Plant & Animal Genomes XV Conference Plant & Animal Genomes XV ConferenceJanuary 13-17, 2007
Town & Country Convention Center
San Diego, CA
Guenter Kahl1 , Carlos Molina1 , Sripada M Udupa2 , Bjoern Rotter3 , Ralf Horres3 , Ruth Jungmann1 , Luis C Belarmino4 , Boulbaba L'Taief1 , Jean-Jaques Drevon5 , Michael Baum2 , Peter Winter3
SuperSAGE (1) is the most versatile whole genome open-architecture transcription profiling tool available to data. We developed and used this technology to investigate the salt- and drought-stress transcriptomes of chickpea roots and nodules and cold-stressed leaves from chickpea and lentil by analysing 360.000 transcripts representing 40.000 unique mRNAs. Within these we identified 3000 genes responding to these stresses, many of them in a tissue and organ-specific manner.
We observe differential expression of members of large gene families (as e.g. transcription factors), stress-and organ-specific regulation of sense and antisense transcripts and possible molecular explanations for physiological reactions to stress environments. Comparative profiling of cold-stress transcriptomes of chickpea and lentil revealed 30 % of SuperTags common to the crops, many of which are regulated the same way.
We demonstrate that the 26 bp long SuperTags are readily annotated to the data base, serve as specific primers for development of complete cDNA sequences by 3’- and 5’-RACE, and can be used for the design of focussed chips for broader studies (2). Thus, our results demonstrate the unmet power of SuperSAGE as a superior alternative to EST-sequencing and to unfocussed chips for genome-wide transcription profiling in legume and other crops.

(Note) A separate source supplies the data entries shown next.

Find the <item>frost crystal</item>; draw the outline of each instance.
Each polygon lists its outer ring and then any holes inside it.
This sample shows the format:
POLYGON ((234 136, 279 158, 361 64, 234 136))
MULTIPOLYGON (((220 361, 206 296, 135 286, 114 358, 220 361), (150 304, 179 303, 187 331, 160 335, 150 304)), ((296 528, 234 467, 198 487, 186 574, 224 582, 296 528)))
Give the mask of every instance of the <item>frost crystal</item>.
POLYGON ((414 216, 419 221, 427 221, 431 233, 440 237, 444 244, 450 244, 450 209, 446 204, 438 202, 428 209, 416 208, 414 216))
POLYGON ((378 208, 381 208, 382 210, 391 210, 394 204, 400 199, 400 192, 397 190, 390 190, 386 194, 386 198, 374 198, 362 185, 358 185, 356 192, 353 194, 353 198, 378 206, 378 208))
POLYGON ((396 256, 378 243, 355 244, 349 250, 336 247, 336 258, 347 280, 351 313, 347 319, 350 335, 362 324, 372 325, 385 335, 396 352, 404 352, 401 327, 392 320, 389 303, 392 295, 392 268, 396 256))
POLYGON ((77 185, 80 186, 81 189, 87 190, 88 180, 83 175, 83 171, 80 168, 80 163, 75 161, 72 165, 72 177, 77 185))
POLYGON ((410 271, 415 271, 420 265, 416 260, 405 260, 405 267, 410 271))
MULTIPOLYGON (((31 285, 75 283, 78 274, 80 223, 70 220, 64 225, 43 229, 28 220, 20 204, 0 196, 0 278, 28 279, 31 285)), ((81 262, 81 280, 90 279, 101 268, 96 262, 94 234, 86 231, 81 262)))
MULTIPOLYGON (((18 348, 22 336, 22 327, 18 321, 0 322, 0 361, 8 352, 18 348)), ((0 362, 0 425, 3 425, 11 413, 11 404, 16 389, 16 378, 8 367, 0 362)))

Here, we will focus on stress-induced differential expression of genes coding for proteins from the signal transduction cascade, and sequence features of antisense transcripts in relation to their coding counterparts.
References (1) Matsumura et al. 2003, Proc Natl Acad Sci U S A. 100:15718-15723, (2) Matsumura et al. 2006, Nature Methods 3: 469-474.